There are no less than three examples of documentation available right there: 

“Developing connected applications - This paper provides a set of network considerations that every connected Metro style app should know about. 

“Metro style apps using JavaScript versus traditional web apps - This topic provides information about the differences in coding styles used in existing Web apps written in JavaScript, compared to Metro style apps written for the Windows Runtime. It provides guidelines for Web developers to understand how code that is optimized for Windows relates to apps that are meant to be migrated among platforms with ease. It assumes that the reader is familiar with JavaScript programming and World Wide Web Consortium (W3C) standards.

“Input Hosting Manager and the Touch Keyboard - This paper provides information about the invocation and dismissal behaviors of the Touch Keyboard (TKB) for Windows operating systems.
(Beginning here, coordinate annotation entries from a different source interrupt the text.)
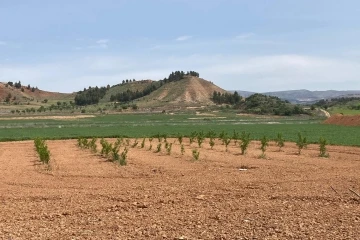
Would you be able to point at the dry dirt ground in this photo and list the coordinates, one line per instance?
(157, 196)
(347, 120)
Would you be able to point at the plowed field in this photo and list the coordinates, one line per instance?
(157, 196)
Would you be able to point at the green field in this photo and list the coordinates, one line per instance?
(145, 125)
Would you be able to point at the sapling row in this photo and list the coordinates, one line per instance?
(42, 149)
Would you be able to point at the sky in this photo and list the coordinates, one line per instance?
(252, 45)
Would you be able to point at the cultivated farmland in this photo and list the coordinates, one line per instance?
(223, 195)
(182, 176)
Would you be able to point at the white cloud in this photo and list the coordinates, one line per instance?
(240, 72)
(102, 41)
(101, 44)
(183, 38)
(244, 35)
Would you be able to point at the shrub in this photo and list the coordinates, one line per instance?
(192, 137)
(42, 150)
(235, 137)
(323, 150)
(143, 143)
(212, 143)
(280, 142)
(200, 137)
(182, 149)
(115, 153)
(158, 148)
(196, 154)
(245, 141)
(226, 141)
(119, 141)
(301, 142)
(123, 157)
(180, 138)
(165, 137)
(264, 144)
(135, 143)
(92, 145)
(168, 148)
(106, 147)
(159, 137)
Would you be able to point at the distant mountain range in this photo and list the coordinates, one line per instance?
(305, 96)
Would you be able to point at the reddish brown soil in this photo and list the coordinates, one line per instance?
(344, 120)
(157, 196)
(37, 94)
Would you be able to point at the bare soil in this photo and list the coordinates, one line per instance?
(157, 196)
(348, 120)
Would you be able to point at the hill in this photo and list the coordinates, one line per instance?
(131, 86)
(24, 94)
(189, 91)
(305, 96)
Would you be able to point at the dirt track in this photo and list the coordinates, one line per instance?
(347, 120)
(171, 197)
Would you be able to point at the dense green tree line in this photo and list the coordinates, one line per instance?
(326, 103)
(226, 98)
(262, 104)
(129, 95)
(90, 96)
(178, 75)
(258, 104)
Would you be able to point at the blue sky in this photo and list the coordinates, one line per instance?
(254, 45)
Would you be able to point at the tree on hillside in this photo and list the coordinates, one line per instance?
(17, 85)
(226, 98)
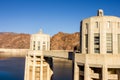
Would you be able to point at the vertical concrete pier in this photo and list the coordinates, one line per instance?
(38, 67)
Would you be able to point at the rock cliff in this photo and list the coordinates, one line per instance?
(60, 41)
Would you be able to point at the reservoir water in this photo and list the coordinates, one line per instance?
(13, 69)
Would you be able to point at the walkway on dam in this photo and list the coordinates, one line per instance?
(22, 52)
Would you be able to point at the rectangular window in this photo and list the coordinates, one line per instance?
(108, 24)
(33, 45)
(118, 43)
(96, 25)
(86, 28)
(118, 24)
(44, 47)
(86, 42)
(38, 45)
(109, 42)
(96, 43)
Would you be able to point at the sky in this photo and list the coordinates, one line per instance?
(52, 16)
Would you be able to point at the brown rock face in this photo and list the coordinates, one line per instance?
(60, 41)
(65, 41)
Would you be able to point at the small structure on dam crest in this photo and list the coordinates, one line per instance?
(38, 67)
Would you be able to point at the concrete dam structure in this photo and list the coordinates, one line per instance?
(98, 58)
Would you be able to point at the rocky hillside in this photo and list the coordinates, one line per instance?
(60, 41)
(14, 40)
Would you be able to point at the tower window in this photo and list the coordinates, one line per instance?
(108, 24)
(33, 45)
(109, 42)
(38, 45)
(96, 43)
(86, 42)
(118, 24)
(86, 28)
(118, 43)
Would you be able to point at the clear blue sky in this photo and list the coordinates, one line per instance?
(53, 16)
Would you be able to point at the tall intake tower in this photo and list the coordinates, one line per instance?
(38, 67)
(100, 49)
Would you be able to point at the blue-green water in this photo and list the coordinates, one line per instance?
(13, 69)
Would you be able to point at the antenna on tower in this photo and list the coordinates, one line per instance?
(41, 31)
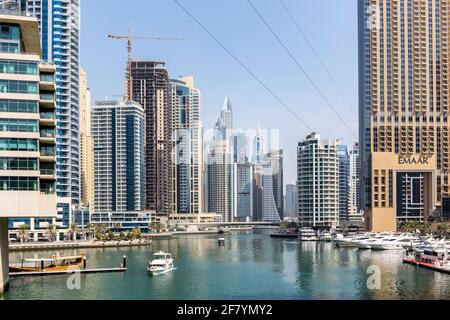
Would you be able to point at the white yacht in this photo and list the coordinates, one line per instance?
(366, 242)
(392, 243)
(325, 236)
(307, 234)
(162, 263)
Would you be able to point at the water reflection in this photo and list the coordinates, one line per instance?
(250, 265)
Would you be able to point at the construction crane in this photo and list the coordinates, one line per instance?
(129, 38)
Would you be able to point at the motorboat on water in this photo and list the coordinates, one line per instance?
(307, 234)
(393, 243)
(326, 236)
(366, 242)
(437, 258)
(162, 263)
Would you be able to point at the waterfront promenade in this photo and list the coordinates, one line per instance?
(91, 244)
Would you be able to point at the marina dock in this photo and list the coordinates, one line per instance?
(53, 273)
(430, 266)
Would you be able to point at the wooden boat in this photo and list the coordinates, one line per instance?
(46, 265)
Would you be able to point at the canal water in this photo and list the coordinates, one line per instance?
(251, 265)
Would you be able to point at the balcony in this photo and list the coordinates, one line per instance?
(47, 118)
(47, 136)
(47, 99)
(47, 154)
(48, 174)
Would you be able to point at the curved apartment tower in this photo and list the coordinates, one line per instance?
(59, 26)
(118, 137)
(27, 128)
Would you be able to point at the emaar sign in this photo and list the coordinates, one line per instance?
(413, 160)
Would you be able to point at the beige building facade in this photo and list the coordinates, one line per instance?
(404, 101)
(27, 129)
(86, 146)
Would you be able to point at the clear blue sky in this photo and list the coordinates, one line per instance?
(330, 25)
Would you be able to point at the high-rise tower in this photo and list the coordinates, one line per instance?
(150, 85)
(118, 136)
(27, 129)
(59, 26)
(403, 103)
(86, 145)
(187, 155)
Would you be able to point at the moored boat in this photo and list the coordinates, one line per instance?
(55, 263)
(162, 263)
(307, 234)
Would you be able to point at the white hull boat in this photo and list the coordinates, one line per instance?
(162, 263)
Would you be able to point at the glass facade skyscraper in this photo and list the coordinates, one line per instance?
(59, 25)
(185, 105)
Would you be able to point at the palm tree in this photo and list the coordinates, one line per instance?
(23, 232)
(51, 231)
(73, 231)
(443, 229)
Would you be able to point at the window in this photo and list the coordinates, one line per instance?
(18, 67)
(18, 125)
(18, 184)
(47, 77)
(8, 144)
(18, 164)
(13, 86)
(18, 106)
(9, 32)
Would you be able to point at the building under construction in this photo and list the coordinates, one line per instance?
(149, 87)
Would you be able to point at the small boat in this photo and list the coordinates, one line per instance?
(307, 234)
(436, 259)
(366, 243)
(162, 263)
(284, 234)
(54, 263)
(392, 243)
(325, 236)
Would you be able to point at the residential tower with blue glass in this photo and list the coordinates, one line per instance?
(59, 26)
(119, 156)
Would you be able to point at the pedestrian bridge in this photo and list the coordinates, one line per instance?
(230, 224)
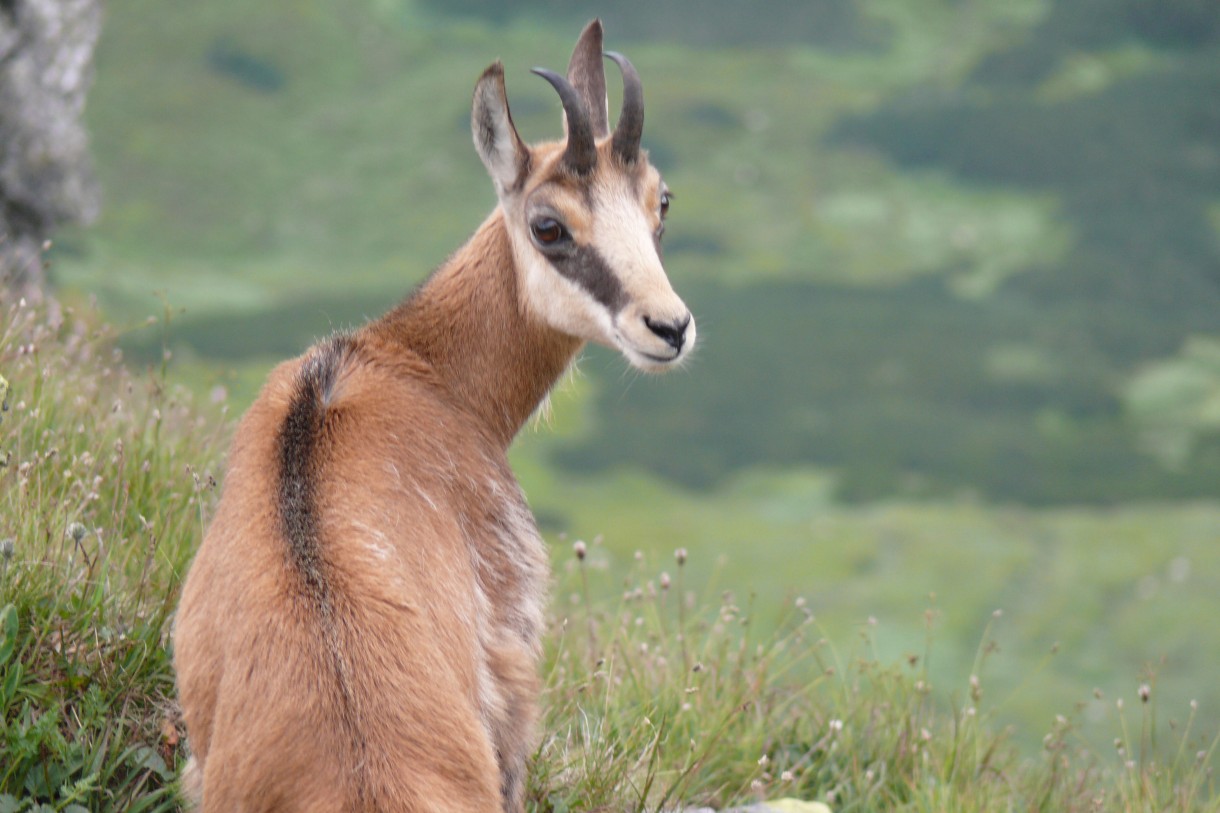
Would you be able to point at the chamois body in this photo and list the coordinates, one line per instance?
(360, 628)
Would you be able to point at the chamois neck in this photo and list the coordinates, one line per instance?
(467, 322)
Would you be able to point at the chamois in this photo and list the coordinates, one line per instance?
(360, 626)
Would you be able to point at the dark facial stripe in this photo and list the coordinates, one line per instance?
(584, 266)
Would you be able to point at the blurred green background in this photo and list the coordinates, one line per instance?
(955, 266)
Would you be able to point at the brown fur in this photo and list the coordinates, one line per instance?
(360, 628)
(395, 690)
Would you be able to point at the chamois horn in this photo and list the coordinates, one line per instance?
(581, 154)
(631, 120)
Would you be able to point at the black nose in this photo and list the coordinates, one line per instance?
(672, 332)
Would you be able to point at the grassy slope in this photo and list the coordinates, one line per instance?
(233, 200)
(652, 700)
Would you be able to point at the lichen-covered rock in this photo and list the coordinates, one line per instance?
(45, 175)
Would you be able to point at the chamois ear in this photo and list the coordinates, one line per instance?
(587, 73)
(504, 154)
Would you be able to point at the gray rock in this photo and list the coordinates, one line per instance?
(45, 173)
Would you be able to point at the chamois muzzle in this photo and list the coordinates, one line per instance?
(582, 153)
(631, 120)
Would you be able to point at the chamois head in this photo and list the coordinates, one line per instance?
(586, 215)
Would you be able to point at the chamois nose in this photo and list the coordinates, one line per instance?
(672, 333)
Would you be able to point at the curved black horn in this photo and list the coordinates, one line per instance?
(631, 121)
(581, 154)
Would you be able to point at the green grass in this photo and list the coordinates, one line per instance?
(101, 497)
(656, 692)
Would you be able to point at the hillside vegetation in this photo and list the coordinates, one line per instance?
(654, 700)
(953, 264)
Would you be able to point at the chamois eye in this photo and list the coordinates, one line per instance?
(548, 231)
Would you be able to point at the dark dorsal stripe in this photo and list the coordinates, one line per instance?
(301, 462)
(300, 459)
(584, 266)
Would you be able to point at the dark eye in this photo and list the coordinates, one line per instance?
(548, 231)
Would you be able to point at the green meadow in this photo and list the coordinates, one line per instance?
(953, 264)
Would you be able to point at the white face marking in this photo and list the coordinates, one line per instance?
(638, 313)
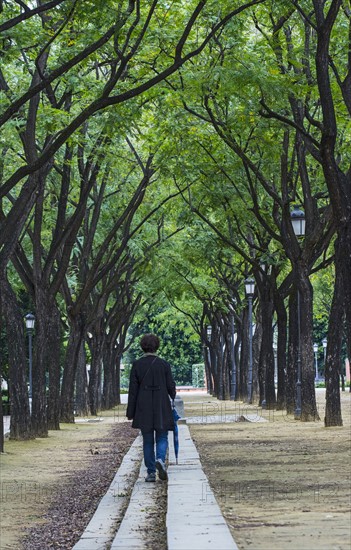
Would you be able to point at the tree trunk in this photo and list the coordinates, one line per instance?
(244, 357)
(20, 427)
(82, 397)
(108, 394)
(281, 351)
(308, 394)
(291, 373)
(116, 361)
(266, 354)
(76, 337)
(95, 374)
(1, 407)
(333, 355)
(53, 355)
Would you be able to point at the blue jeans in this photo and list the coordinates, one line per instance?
(149, 448)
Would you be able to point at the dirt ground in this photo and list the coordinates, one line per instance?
(281, 484)
(51, 486)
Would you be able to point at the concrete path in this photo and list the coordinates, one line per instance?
(194, 520)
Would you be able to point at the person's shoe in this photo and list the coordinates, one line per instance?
(161, 468)
(151, 477)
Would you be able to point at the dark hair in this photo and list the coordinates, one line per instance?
(150, 343)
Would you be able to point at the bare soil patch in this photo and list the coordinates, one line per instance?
(50, 487)
(282, 484)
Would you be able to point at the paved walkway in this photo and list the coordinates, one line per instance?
(194, 520)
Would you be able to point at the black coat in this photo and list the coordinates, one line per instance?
(151, 385)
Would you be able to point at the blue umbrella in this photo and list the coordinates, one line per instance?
(175, 432)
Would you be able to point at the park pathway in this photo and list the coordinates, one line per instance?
(125, 515)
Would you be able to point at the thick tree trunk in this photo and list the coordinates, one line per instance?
(291, 374)
(333, 355)
(256, 351)
(116, 361)
(108, 393)
(95, 375)
(82, 396)
(281, 351)
(20, 427)
(266, 362)
(69, 373)
(1, 409)
(53, 355)
(308, 394)
(244, 357)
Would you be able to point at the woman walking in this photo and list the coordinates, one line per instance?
(151, 386)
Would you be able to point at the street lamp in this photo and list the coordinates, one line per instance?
(250, 290)
(315, 349)
(30, 322)
(298, 221)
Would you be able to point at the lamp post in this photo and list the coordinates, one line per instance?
(315, 349)
(30, 322)
(298, 222)
(250, 290)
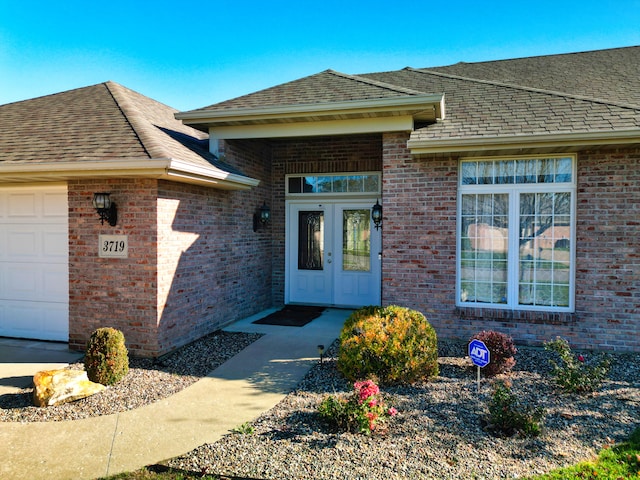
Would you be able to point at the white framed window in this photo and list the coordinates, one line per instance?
(516, 233)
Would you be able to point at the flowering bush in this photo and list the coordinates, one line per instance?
(574, 373)
(363, 411)
(508, 416)
(394, 344)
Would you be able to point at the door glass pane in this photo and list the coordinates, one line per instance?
(310, 240)
(356, 247)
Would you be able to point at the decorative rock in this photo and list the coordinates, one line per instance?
(53, 387)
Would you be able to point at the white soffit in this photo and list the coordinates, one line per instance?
(357, 116)
(167, 169)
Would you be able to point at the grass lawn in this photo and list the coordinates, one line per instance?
(617, 462)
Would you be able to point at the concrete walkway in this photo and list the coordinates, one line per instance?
(238, 391)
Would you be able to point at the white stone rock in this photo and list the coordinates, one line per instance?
(53, 387)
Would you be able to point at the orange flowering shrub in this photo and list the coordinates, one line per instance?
(393, 344)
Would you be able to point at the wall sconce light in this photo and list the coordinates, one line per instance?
(376, 215)
(261, 217)
(105, 208)
(321, 352)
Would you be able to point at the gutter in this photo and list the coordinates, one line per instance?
(552, 140)
(164, 168)
(391, 106)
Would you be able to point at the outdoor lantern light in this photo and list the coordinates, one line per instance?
(261, 217)
(376, 215)
(105, 208)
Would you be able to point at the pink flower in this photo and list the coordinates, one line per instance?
(366, 389)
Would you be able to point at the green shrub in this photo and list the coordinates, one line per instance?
(574, 374)
(106, 359)
(508, 416)
(363, 412)
(393, 344)
(502, 350)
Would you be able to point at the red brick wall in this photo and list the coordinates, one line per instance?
(212, 268)
(194, 265)
(419, 244)
(113, 292)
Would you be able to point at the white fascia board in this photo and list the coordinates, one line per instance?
(280, 112)
(318, 128)
(210, 175)
(523, 141)
(166, 168)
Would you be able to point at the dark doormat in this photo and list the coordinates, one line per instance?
(292, 316)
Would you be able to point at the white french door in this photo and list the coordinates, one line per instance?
(333, 254)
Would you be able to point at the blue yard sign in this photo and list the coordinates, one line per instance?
(479, 353)
(480, 356)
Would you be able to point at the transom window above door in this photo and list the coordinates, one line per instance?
(334, 184)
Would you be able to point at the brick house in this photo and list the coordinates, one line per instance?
(510, 193)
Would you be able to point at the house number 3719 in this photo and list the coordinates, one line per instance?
(113, 246)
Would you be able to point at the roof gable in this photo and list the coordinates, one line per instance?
(105, 129)
(595, 95)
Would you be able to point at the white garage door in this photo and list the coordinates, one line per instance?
(34, 262)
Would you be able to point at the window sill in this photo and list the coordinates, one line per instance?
(518, 316)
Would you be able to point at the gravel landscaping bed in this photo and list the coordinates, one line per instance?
(148, 381)
(437, 432)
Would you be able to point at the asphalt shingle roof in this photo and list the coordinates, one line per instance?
(324, 87)
(100, 122)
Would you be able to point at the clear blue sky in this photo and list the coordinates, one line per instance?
(189, 54)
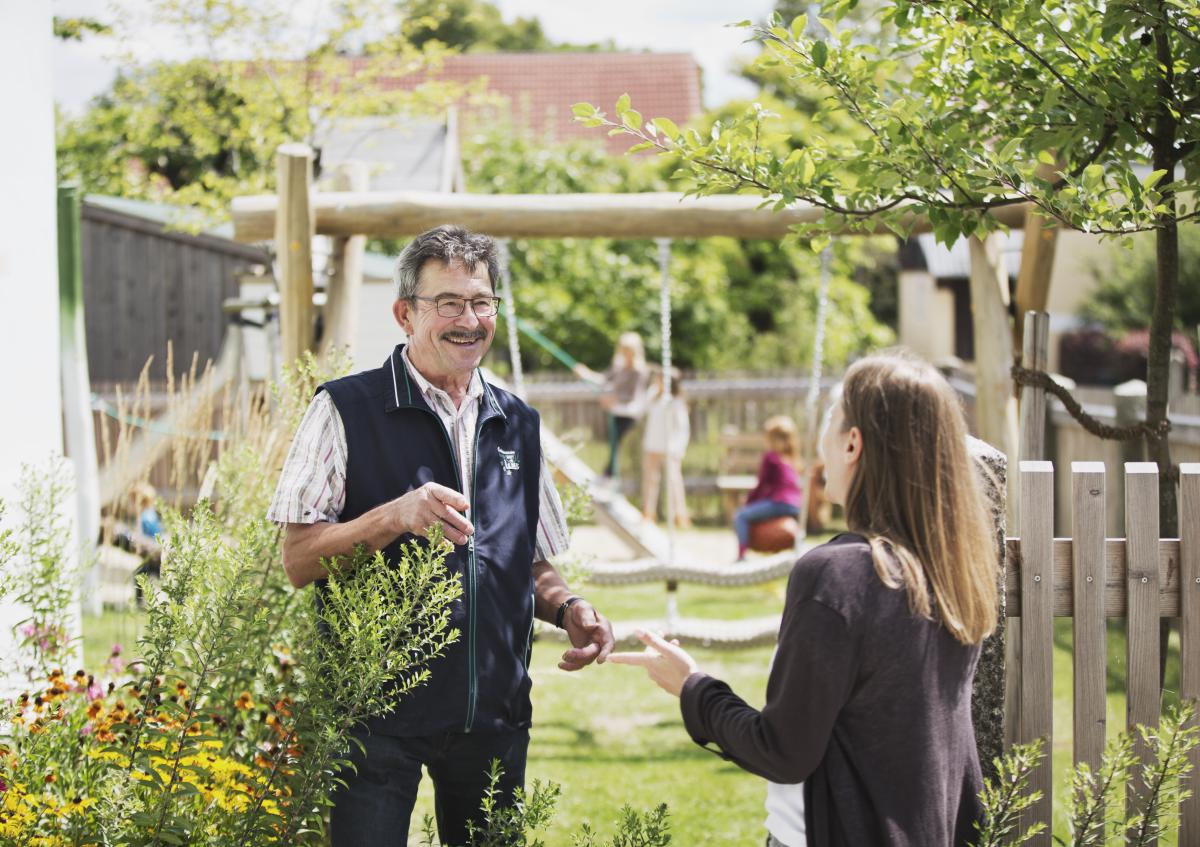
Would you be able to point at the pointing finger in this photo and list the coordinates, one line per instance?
(449, 497)
(640, 659)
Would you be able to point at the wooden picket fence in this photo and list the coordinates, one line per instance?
(1090, 578)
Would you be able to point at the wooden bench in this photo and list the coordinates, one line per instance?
(738, 473)
(737, 469)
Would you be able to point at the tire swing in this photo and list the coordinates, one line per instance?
(774, 534)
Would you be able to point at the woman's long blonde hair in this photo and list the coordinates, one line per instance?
(783, 437)
(629, 342)
(916, 493)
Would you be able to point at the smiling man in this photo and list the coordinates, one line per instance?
(383, 455)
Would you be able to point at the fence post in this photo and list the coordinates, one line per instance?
(1037, 631)
(1141, 589)
(1089, 580)
(1035, 354)
(346, 280)
(294, 223)
(1129, 407)
(1189, 632)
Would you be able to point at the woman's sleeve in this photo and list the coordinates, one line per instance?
(810, 680)
(766, 475)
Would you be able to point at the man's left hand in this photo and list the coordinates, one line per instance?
(591, 636)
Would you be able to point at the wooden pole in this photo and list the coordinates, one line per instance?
(996, 414)
(1033, 400)
(995, 403)
(1037, 265)
(641, 216)
(293, 248)
(346, 281)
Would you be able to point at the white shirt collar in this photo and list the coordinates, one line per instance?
(431, 392)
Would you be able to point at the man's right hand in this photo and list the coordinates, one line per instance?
(432, 503)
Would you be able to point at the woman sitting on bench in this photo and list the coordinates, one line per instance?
(778, 491)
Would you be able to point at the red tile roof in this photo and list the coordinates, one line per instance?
(543, 86)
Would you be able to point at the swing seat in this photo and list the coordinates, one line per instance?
(774, 535)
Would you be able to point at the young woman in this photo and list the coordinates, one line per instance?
(778, 491)
(624, 397)
(664, 444)
(869, 696)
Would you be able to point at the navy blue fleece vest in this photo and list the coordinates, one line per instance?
(395, 443)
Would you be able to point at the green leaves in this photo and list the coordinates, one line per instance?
(820, 54)
(953, 112)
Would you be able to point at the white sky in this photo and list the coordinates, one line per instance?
(696, 26)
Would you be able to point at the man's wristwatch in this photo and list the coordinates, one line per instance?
(562, 610)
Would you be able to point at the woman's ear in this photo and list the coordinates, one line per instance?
(853, 446)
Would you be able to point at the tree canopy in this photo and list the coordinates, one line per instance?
(1089, 109)
(204, 130)
(735, 304)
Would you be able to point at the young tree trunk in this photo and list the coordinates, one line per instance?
(1168, 265)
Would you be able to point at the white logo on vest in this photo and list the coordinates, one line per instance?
(509, 460)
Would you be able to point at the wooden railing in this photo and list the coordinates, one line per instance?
(1090, 578)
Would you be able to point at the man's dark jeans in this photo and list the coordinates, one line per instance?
(375, 806)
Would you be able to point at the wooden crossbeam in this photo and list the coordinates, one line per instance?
(642, 216)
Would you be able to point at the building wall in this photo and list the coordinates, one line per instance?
(927, 316)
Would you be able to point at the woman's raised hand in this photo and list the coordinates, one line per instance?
(667, 664)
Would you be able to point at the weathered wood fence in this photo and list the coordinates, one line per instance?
(1090, 578)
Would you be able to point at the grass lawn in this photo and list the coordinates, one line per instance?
(609, 737)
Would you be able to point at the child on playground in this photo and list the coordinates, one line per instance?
(778, 491)
(664, 443)
(869, 696)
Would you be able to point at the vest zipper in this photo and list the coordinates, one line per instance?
(473, 600)
(472, 677)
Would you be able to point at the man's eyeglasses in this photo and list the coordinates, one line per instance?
(451, 307)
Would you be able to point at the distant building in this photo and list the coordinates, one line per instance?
(935, 290)
(402, 154)
(540, 88)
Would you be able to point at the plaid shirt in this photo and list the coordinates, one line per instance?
(312, 485)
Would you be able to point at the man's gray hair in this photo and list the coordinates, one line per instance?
(450, 245)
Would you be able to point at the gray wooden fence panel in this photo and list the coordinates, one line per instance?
(145, 284)
(1189, 632)
(1141, 581)
(1037, 632)
(1089, 582)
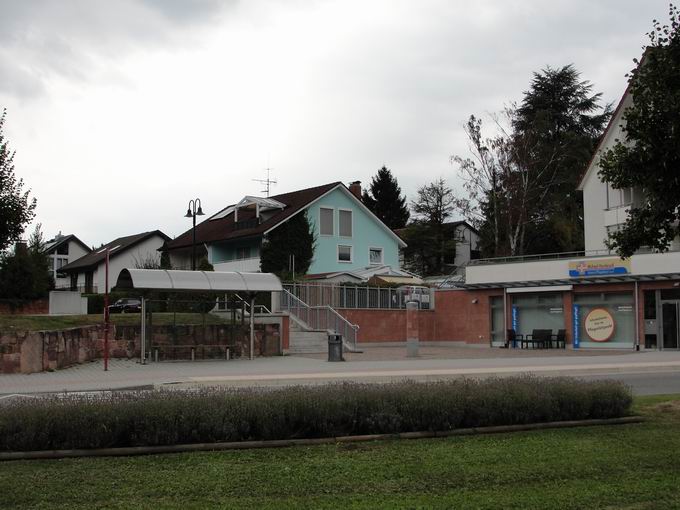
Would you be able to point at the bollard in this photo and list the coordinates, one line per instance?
(412, 333)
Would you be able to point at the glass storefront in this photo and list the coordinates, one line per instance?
(604, 320)
(543, 310)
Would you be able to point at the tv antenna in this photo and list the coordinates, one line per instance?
(268, 182)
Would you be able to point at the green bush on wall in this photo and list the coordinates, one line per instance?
(218, 414)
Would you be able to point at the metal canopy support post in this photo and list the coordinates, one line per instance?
(252, 326)
(505, 317)
(637, 318)
(142, 354)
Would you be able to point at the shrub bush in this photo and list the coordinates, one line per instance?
(216, 414)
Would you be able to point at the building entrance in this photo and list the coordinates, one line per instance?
(670, 324)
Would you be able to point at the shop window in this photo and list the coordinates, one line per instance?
(497, 321)
(650, 304)
(542, 310)
(606, 319)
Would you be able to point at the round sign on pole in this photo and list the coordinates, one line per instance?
(599, 325)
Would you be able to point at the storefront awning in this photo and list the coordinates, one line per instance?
(574, 281)
(197, 281)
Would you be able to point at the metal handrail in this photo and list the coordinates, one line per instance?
(320, 317)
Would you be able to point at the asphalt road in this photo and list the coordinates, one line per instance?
(645, 383)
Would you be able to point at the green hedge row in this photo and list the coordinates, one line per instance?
(212, 414)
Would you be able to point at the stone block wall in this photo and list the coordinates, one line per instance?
(36, 351)
(37, 307)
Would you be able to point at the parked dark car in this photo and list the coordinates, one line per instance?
(126, 305)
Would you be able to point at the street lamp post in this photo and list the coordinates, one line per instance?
(193, 211)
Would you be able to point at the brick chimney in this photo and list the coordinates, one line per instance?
(355, 188)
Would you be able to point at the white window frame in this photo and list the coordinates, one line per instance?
(382, 256)
(351, 253)
(351, 223)
(332, 209)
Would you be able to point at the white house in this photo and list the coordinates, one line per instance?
(62, 250)
(88, 273)
(598, 299)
It provides guidelines for developers to understand how the TKB shows and hides itself.”

Another four whitepapers can be grabbed right from the Microsoft Download Center, unlike the examples enumerated above. 

The “Play To and media sharing for Metro style apps” whitepaper focuses on the newly introduced Play To and home media sharing APIs for, providing developers with examples on how to leverage the new resources at their disposal. 

With “Introduction to Background Tasks,” Microsoft manages to detail the background tasks for Metro style apps. Similarly, the label of the “Overview of motion and device orientation for Windows Developer Preview” whitepaper should also be self-explanatory. 

And last but not least, “Using the Windows App Certification Kit” is a resource set up to offer insight into ACK and the key role it plays in app certification programs for Windows 8.